Bulunduğu ülkelerde hem yöneticileri hem de üst düzey isimleri korurken aynı zamanda ekonomik getirisi yüksek olan altın ve elmas madenlerinin korunmasına yönelik faaliyette de bulunmaktadır. Wagner’in faaliyette bulunduğu ülkeler şöyle sıralanabilir: Çad, Demokratik Kongo Cumhuriyeti, Ekvator Ginesi, Güney Sudan, Madagaskar, Mali, Mozambik, Somali, Sudan, Tanzanya, Uganda, Zimbabve. Wagner’in faaliyetleri akla RF’nin kıta ülkeleri olan askerî ve güvenlik ilişkilerini akla getirmektedir. Bu başlıkta askerî ve teknik iş birliği öne çıkmaktadır. Söz konusu iş birliğinde ve ilişkilerde aslında RF’nin elini güçlendiren bir koz mevcuttur o da Sovyet döneminde askerî alanda atılan adımlardan ve geliştirilen ilişkilerden, iş birliğinden dolayı Afrika’nın kimi ülkelerinde halihazırda bir altyapının bulunmasıdır. Diğer bir ifadeyle Sovyet silahları ve askerî teknolojisi bazı Afrika ülkelerinde kullanılmaya devam etmektedir. Afrika’nın eski liderlerinin ve mevcut kilit isimlerinin SSCB’de eğitim aldığı da unutulmamalıdır. Kenya’nın ilk lideri Jomo Kenyatta, Angola’nın mevcut lideri Jose Eduardo Dos Santos, Güney Afrika Cumhuriyeti’nin eski liderlerinden Jacob Zuma ve Thabo Mbeki bu bağlamda örnek olarak verilebilir. Bunun yanında Soğuk Savaş döneminde askerî eğitim de Sovyet uzmanlar tarafından çeşitli Afrika ülkelerinde verilmiştir.
SONUÇ
RF, Afrika’da etkisini gösteren bir devlettir. Burada dikkat edilmesi gereken unsurlardan birisi belli bir aradan sonra Rusya’nın Afrika’ya “geri dönmesi”’dir. RF’nin Sovyetler’in dağılmasından sonra Afrika’ya yönelik izlediği siyaset giderek artan bir şekilde genişlemiştir. RF kurulduğunda dış politikasının ana odak noktası yakın çevresi olmuştur. İçte ve yakın çevresindeki adımlarından emin olduktan ve olumlu sonuçlardan sonra Kremlin, Afrika ile ilişkilerine odaklanabilmiştir. Afrika’ya Rus ilgisi özellikle belirli dönemlerde artmıştır. Bu dönemler RF’nin Batı ile ilişkilerinde sorun yaşadığı zaman dönemeçlerine denk gelmiştir. Rusya, bölgede gücünü ve etkisini göstermek istemektedir. Şimdilik sınırlı ama ses getiren bir etkiden söz edilmektedir.

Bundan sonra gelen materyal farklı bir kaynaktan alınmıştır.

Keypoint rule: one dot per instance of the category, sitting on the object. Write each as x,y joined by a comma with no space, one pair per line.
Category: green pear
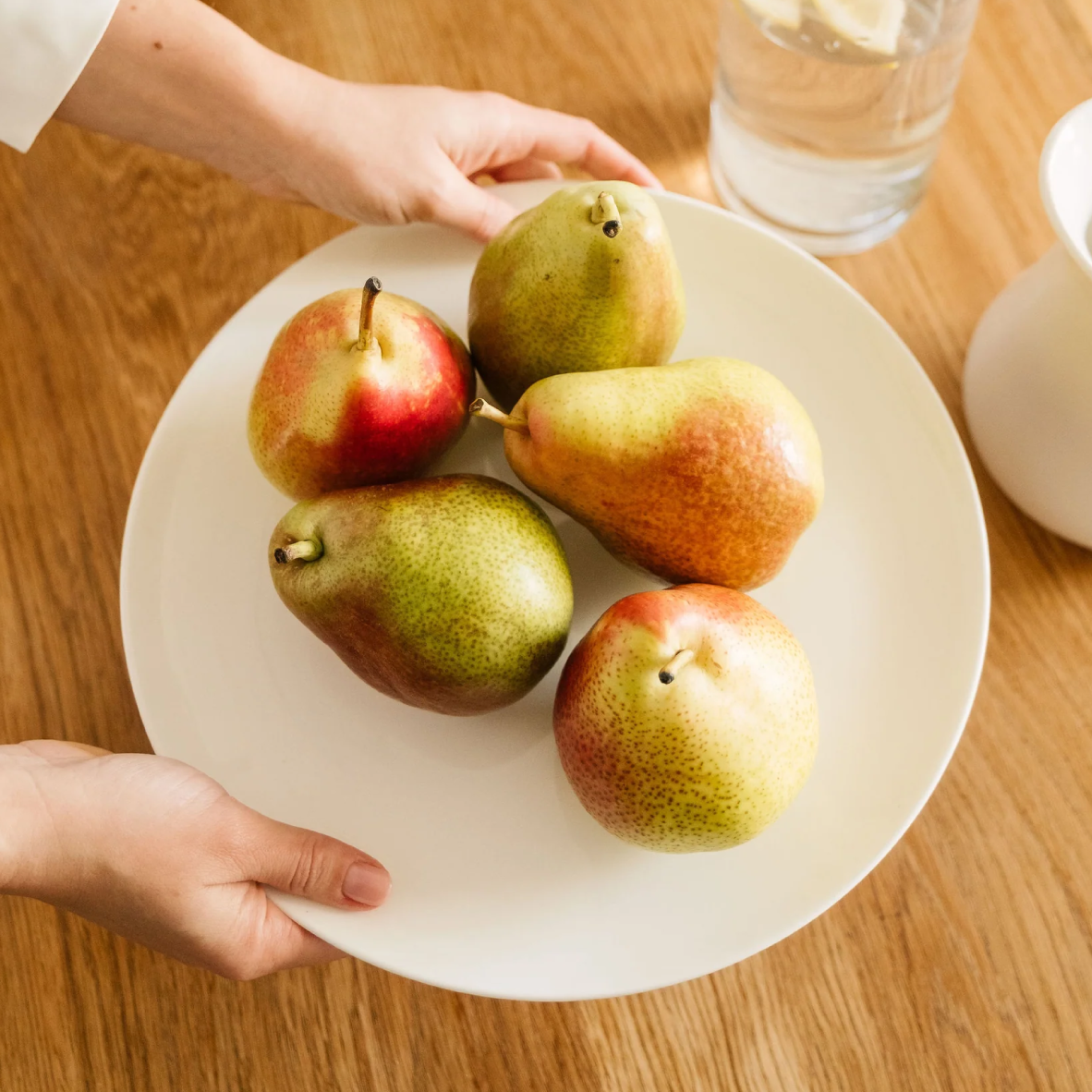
582,282
449,593
704,471
686,719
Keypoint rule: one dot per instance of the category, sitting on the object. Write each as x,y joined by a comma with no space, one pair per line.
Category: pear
448,593
582,282
686,719
704,471
358,389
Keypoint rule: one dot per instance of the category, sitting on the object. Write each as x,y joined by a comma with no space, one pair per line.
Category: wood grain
964,962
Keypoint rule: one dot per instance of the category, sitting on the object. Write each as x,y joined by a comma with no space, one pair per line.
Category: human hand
177,76
397,154
160,853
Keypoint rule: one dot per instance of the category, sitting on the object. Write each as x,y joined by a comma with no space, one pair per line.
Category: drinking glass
827,114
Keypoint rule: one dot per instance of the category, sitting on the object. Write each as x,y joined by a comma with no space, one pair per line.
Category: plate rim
982,543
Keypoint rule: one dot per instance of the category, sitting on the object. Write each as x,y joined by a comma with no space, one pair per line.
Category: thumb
468,206
312,866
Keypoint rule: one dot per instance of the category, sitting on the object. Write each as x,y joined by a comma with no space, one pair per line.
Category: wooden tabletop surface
965,961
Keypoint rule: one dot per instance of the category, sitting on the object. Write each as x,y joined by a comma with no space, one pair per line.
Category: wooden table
965,961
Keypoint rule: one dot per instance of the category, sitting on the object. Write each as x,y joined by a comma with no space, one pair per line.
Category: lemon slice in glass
782,12
871,24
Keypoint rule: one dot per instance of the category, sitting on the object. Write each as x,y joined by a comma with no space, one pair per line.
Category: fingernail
366,883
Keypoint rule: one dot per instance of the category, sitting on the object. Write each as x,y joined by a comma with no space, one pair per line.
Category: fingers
310,865
466,205
273,942
527,169
547,134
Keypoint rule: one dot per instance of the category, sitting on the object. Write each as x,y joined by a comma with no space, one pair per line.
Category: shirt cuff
43,47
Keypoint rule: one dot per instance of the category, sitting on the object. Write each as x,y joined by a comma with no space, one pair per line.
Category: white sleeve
43,46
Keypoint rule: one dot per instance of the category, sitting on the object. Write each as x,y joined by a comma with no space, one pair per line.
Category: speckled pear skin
553,293
707,761
325,415
449,593
704,471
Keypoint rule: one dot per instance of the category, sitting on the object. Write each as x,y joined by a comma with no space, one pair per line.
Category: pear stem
481,408
671,670
371,289
605,212
306,550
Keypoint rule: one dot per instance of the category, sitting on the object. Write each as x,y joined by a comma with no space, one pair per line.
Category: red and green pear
706,471
448,593
686,719
358,389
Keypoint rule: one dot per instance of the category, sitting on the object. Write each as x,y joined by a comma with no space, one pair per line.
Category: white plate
503,885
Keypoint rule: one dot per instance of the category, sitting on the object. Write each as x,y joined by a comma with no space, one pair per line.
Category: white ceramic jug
1027,382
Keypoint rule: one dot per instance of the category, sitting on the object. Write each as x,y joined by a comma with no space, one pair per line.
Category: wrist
28,835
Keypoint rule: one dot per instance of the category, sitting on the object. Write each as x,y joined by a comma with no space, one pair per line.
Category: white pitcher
1027,382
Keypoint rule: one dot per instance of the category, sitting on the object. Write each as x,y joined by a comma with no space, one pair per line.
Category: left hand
177,76
397,154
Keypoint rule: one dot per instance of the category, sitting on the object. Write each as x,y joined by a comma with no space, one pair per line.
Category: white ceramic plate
503,885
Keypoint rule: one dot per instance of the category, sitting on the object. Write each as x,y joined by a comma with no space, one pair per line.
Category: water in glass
827,114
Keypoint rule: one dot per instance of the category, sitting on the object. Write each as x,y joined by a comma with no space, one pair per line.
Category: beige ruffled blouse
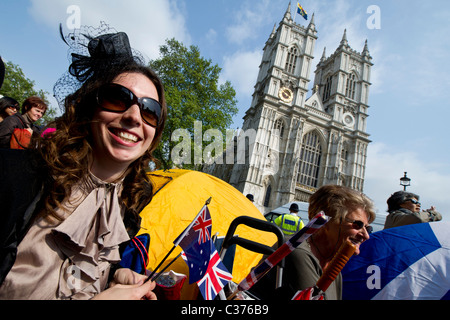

Örneğin ekonomik alanda ABD, Birleşik Krallık, Çin, Hindistan, Almanya Afrika’nın başlıca ticaret ortakları olmaya devam etmektedir. Diğer yandan bölgesel güçten büyük güce dönüştüğünü Afrika üzerinden göstermek isteyen RF’nin kıtadaki etkisi okunmaktadır. AfB ile geliştirilen ilişkiler örneğin bazı Afrika ülkelerinde barış görüşmelerine katılmasıyla sonuçlanmıştır. Etkinin göstergesi olarak yorumlanacak diğer gelişme kıtanın bazı ülkelerinde Rusya yanlısı-Batı karşıtı gösterilerin düzenlenmesidir. Devlet katının yanında toplumda da Batı’ya karşı veya Batı’nın yerine RF’nin geçebileceği, Moskova ile ilişkilerin geliştirilebileceği algısı mevcuttur. Sonuç olarak mevcut dönemde RF’nin Afrika’daki etkisi sınırlıdır. Bunun başlıca nedenlerin biri Kremlin’in başlıca odak noktasının Ukrayna krizi ve beraberinde Batı ile gerilen ilişkilerdir. Diğer yandan bu durum Moskova’nın farkındalık yaratan fakat aynı zamanda niteliği, etkisi ve içeriği itibariyle tartışma yaratan bir siyaset izlemediği anlamına gelmemektedir. Moskova ilişkilerin mevcut düzeyinin arttırılmasına çalışmaktadır. Benzer yaklaşımın Afrika’nın bazı ülkelerince de geçerli olduğu söylenebilir. Kimi Afrika devletler için RF; ABD’ye, AB’ye ve Çin’e alternatif olarak kabul edilmektedir. Kremlin’in Afrika’daki etkisi değerlendirildiğinde ABD gibi Batılı devletlerin Afrika siyasetindeki başlıkları ve araçları azaltması RF tarafından doldurulabilmektedir. Fransa gibi Batı’nın bölgede bıraktığı boşluğu bazı alanlarda başarabilmiştir.